Gesù ha quindi lui stesso secolarizzato il sacro. Il sacro non è il tempio di pietra, il sacro è il corpo che la moltitudine forma, la moltitudine di coloro che imparano a comportarsi gli uni verso gli altri da fratelli. Per farlo anche con coloro che non sono presenti… che però sono anche loro figli dello stesso Padre…” (J. Moingt, L’humanismo évangélique, Incontro della Comunità Cristiana nella Cité del 27 marzo 2011).
In altri termini, il sacro è presente nelle nostre vite. Non nella misura in cui noi rispettiamo degli spazi o dei riti e in cui compiamo ciò che la liturgia ci prescrive, ma nella misura in cui traduciamo noi nostri atti la vicinanza di Dio, diventando artigiani di pace, condividendo il nostro pane, facendoci prossimi ai malati e accogliendo lo straniero, disposti ad essere noi stessi trasformati da questo “essere prossimi” (Jorge Semprun, «L’Ecriture ou la vie»).
Su questo punto, non si può essere più chiari di quanto lo sia il Vangelo. Se no, tradiamo il Vangelo.
Gesù invita a vivere questo spostamento fino in fondo, per accordare le nostre percezioni, i nostri riflessi e i nostri comportamenti con questa “migrazione del sacro” che le sue parole e dai suoi atti testimoniano.
Ci rendiamo conto dell’attualità di questo tema quando notiamo i dibattiti e gli interrogativi presenti nella Chiesa oggi.
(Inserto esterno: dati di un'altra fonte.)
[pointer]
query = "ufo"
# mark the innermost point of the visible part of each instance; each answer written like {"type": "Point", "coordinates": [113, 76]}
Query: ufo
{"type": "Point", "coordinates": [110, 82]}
In particolare nella rimessa in discussione di ciò che ha fatto del prete “l’uomo del sacro”, conferendogli un posto che costituisce un ostacolo ad ogni evoluzione della condivisione delle responsabilità tra preti e laici, tra uomini e donne. Conferendogli anche un’aura che è all’origine delle fosche influenze e degli abusi.